We had once promised independent cars and robot chambermaids. Instead, we have seen the rise of artificial intelligence systems that can beat us in failures, analyze huge oars of text and compound sonnets. This was one of the major surprises of the modern was: the physical tasks that are easy for humans are very difficult for robots, while algorithms are able to imitate our intellect.

Another surprise that has long been in perplexed research is the talent of these algorithms for their own type of strange creativity.

The diffusion models, the backbone of image generation tools such as dall · e, image and stable diffusion, are designed to generate carbon copies of images on Whhhhhhohho have been formed. In practice, however, they seem to improvise, mixing elements in images to create something new – not just absurd stains, but images consistent with semantic meaning. It is the “paradox” behind the diffusion models, says Giulio BiroliA researcher and physicist for AI AI at the normal school of superior to Paris: “If they worldwide, they simply show memorization,” he said. “But they don’t die – they are actually able to produce new samples.”

To generate images, Diffusion models use a process called Denising. They convert an image to digital noise (an incoherent collection of pixels), then re -gather it. It is like putting a painting several times through a shredder until you have a pile of fine dust, then bring the pieces together. For years, researchers have Wondard: if the models only go up, then how is novelty in the image? It is like enjoying your shredded painting in a brand new work of art.
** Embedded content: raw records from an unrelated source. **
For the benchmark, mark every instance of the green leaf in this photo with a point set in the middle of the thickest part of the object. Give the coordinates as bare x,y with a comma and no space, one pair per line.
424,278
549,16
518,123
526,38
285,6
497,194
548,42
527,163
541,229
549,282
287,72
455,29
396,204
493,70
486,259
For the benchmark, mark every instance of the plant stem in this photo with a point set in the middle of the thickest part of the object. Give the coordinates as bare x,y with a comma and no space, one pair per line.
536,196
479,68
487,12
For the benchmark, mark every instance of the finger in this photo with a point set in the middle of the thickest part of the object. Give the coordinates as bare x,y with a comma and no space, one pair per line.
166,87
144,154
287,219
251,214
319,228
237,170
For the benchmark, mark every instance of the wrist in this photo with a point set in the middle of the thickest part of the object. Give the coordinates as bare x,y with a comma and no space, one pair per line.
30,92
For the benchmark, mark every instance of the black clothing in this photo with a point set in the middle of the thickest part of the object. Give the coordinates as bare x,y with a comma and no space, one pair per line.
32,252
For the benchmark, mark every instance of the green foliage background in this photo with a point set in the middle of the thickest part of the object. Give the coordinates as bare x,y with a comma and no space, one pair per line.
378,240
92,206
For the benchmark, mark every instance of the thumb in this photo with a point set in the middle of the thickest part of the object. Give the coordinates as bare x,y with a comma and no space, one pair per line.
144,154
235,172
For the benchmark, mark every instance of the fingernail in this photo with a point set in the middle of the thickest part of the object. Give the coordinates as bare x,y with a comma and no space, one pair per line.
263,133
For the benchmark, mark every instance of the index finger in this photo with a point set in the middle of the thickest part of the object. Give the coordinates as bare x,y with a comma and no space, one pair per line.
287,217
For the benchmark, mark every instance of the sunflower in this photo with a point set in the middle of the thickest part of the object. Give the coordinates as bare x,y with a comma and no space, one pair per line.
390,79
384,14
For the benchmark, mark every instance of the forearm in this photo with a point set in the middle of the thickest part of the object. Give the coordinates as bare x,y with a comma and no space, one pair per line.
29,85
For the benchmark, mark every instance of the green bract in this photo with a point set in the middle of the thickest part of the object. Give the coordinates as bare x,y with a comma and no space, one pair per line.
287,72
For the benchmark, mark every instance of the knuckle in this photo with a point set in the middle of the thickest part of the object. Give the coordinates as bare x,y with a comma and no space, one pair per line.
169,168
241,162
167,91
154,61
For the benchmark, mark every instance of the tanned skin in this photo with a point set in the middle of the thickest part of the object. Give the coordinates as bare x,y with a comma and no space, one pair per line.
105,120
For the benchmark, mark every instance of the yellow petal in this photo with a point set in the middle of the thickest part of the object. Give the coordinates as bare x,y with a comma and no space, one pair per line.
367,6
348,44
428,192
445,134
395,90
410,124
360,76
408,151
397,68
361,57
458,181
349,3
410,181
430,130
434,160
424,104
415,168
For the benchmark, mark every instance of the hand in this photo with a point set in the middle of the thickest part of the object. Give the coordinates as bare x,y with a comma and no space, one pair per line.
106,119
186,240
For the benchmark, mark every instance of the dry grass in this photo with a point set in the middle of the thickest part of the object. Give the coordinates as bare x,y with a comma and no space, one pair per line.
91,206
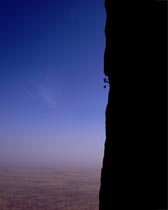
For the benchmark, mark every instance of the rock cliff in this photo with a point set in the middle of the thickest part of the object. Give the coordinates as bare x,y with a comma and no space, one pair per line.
133,175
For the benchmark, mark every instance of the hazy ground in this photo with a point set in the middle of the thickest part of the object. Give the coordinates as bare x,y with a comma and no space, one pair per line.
48,189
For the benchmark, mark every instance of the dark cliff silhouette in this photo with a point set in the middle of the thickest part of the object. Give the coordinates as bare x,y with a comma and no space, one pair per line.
134,166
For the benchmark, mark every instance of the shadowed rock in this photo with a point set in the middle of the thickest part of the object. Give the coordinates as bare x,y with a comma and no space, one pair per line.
134,166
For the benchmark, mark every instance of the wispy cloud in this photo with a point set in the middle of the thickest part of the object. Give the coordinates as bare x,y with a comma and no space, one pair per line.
47,95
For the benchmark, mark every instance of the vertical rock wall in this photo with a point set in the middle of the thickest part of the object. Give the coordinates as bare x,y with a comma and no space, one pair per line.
134,165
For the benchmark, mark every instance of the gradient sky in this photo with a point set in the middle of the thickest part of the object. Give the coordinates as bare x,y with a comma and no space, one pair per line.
52,100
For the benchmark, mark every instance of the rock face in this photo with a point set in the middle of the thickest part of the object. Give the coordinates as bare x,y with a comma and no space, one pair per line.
134,166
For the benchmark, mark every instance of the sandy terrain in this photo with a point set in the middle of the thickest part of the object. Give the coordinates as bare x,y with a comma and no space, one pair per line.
48,189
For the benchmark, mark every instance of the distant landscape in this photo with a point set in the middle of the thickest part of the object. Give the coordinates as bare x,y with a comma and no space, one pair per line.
28,188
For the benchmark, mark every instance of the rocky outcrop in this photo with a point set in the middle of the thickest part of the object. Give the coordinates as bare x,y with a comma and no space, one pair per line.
134,175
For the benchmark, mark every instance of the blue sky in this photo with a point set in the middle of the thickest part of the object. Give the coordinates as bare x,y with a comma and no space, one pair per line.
51,81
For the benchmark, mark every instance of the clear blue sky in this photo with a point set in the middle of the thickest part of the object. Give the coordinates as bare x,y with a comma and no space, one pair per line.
52,100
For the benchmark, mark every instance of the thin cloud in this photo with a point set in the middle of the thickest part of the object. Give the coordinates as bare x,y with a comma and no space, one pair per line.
46,94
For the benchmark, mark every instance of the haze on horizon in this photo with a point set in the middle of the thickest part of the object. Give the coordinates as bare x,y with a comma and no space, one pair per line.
51,82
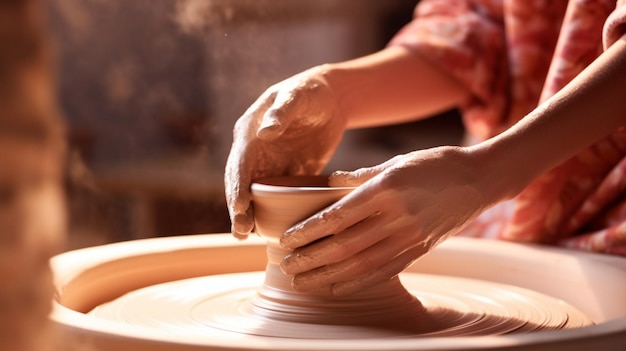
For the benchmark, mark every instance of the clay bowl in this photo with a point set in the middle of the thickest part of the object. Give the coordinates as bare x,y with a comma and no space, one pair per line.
212,292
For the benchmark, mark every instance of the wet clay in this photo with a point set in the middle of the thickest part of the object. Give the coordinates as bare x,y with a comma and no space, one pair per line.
264,304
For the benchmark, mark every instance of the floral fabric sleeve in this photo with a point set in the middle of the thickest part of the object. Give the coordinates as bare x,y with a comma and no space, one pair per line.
467,40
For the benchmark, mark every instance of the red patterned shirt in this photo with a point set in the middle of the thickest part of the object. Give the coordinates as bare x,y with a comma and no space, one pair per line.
512,55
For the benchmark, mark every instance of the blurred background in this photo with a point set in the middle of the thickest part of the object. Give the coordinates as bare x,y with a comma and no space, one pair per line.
151,89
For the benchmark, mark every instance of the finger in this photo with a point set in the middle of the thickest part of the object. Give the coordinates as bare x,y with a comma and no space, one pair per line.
366,261
384,273
278,116
335,248
242,224
353,178
348,211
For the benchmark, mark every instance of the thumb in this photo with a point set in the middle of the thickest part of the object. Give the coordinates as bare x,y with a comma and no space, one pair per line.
278,117
352,178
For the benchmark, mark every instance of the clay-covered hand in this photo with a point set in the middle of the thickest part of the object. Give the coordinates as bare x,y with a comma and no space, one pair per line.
292,129
399,211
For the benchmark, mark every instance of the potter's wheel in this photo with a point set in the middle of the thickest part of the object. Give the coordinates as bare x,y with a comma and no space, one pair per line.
221,304
194,293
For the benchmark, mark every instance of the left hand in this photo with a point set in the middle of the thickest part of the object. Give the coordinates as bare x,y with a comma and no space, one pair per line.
399,211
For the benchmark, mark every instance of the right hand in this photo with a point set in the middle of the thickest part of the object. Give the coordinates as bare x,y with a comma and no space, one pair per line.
293,128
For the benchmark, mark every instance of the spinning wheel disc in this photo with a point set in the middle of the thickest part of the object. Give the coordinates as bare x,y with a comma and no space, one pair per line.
221,304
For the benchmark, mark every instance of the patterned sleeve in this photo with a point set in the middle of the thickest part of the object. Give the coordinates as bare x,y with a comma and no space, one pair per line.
615,26
466,39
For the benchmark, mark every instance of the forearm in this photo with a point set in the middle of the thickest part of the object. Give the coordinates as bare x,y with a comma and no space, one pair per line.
586,110
391,86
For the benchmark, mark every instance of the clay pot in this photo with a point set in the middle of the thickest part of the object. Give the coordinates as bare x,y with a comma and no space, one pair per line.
281,202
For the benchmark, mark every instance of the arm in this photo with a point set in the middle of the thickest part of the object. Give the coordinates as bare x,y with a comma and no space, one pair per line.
405,206
392,86
586,110
295,126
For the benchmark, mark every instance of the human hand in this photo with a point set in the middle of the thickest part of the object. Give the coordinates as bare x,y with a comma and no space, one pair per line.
398,212
293,128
Now, two physicists have made a surprising affirmation: it is the technical imperfections of the deenizing process itself which leads to the creativity of the diffusion models. In a paper Presented at the international conference on 2025 automatic learning, the duo has developed in the mathematical model of diffusion models formed to show that their creativity So-He-Cland is in fact a deterministic process-a direct and inevitable consequence of their architecture.
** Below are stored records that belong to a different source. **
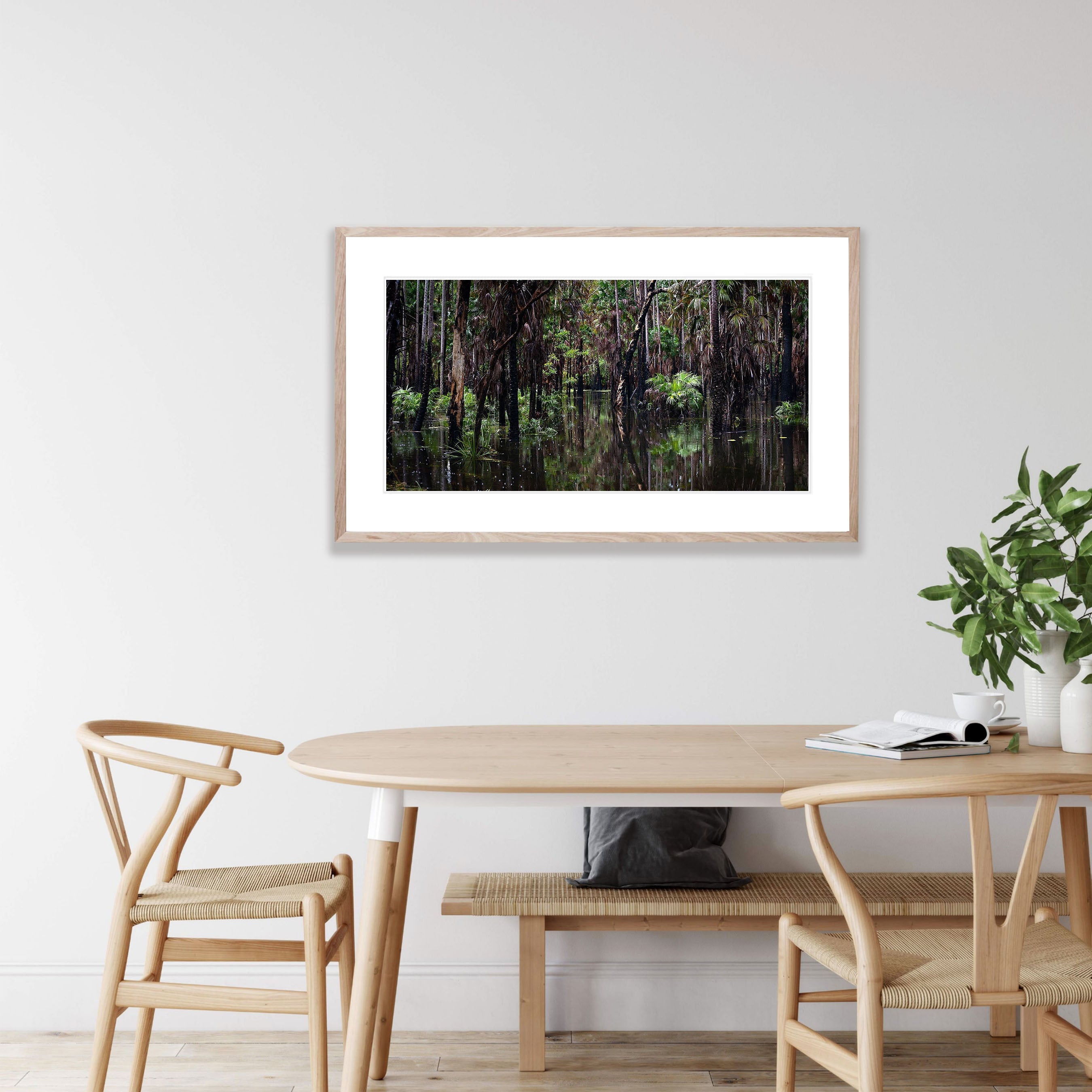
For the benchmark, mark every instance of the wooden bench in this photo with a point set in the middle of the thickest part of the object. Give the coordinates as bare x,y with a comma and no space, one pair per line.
544,904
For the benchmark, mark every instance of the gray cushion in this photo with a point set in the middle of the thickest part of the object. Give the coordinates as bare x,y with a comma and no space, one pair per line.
635,848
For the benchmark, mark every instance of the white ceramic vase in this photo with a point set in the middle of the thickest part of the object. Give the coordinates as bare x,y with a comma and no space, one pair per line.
1043,690
1077,711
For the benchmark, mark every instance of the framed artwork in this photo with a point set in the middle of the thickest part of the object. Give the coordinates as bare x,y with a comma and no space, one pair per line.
606,385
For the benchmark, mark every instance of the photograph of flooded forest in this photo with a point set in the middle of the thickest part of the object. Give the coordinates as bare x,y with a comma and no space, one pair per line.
598,385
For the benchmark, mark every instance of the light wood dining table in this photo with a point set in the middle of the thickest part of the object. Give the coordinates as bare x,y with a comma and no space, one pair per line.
606,766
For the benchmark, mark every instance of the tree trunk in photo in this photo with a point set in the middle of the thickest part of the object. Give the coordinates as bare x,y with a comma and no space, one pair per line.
617,367
718,370
787,342
394,316
514,385
458,362
580,373
417,332
444,326
426,363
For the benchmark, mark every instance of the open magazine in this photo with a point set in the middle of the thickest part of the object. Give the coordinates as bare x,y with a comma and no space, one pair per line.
909,735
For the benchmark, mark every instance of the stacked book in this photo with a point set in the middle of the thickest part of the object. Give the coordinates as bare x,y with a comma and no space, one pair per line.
909,735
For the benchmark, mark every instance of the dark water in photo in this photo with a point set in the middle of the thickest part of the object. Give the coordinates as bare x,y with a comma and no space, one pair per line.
661,453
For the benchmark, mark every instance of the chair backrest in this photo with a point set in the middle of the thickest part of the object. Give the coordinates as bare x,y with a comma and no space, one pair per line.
99,749
997,947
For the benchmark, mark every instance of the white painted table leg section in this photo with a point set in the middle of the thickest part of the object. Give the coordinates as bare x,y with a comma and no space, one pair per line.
392,957
385,832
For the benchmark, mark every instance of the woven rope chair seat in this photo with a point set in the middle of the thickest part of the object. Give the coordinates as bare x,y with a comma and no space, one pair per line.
932,969
768,895
246,893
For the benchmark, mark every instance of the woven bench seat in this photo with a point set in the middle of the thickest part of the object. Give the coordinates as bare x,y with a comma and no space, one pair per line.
544,902
769,895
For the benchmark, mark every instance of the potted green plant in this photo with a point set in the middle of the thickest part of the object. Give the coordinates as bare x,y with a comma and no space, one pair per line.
1027,595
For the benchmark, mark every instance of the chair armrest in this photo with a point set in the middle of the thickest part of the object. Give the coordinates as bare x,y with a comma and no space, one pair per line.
188,734
93,737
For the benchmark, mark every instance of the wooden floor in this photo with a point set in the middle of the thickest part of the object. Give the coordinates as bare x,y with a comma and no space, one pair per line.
461,1062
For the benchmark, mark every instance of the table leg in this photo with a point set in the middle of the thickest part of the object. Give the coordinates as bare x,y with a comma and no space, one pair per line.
392,957
1003,1020
1029,1040
532,995
1075,849
385,832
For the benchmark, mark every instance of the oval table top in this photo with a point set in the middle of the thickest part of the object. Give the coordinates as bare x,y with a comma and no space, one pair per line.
631,758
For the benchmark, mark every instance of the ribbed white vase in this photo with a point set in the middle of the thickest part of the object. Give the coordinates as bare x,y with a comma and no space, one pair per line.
1043,690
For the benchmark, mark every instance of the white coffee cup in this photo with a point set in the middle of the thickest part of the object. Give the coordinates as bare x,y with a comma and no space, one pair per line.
983,706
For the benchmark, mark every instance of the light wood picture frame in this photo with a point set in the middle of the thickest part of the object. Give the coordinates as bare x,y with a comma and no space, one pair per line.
614,384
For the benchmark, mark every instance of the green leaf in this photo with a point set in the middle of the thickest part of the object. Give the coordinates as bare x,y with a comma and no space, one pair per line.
1037,551
1001,577
1060,480
1020,614
1079,645
1008,511
973,634
1063,618
940,592
967,563
1073,500
944,629
996,671
1039,593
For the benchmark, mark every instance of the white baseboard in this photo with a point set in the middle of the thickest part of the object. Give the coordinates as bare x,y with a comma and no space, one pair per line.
618,995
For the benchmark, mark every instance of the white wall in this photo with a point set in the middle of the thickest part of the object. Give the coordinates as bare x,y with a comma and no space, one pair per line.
173,176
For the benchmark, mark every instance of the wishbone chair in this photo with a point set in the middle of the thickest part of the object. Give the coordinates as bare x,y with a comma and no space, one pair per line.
999,963
315,893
By illuminating the black box of diffusion models, the new research could have great implications for future research on AI-and perhaps even for our sub-demand of human creativity. “The real force of the paper is that it makes very precise predictions of something very not embraced,” said Luca Ambrogionito the computer scientist at Radboud University in the Netherlands.

Up to the top

Mason KambA graduate student studying physics applied at the University of Stanford and the main author of the new article, has long been fascinated by morphogenesis: the processes by which living systems self-assemble.

A way to highlight the development of embryos in humans and other animals is what is called a Turing patternThe name of the 20th century mathematician Alan Turing. Turing models explain how cell groups can be organized in district organs and members. Crucialyy, this coordination takes place at the local level. There is no CEO supervising billions of cells to ensure that an ally complies with a final body plan. Individual cells, in other words, do not have a finished plan of a body on Whhh to base their work. They simply act and make corrections in response to the signals of their neighbors. This upward system is generally smooth, but from time to time, it goes from time to time with additional fingers, for example.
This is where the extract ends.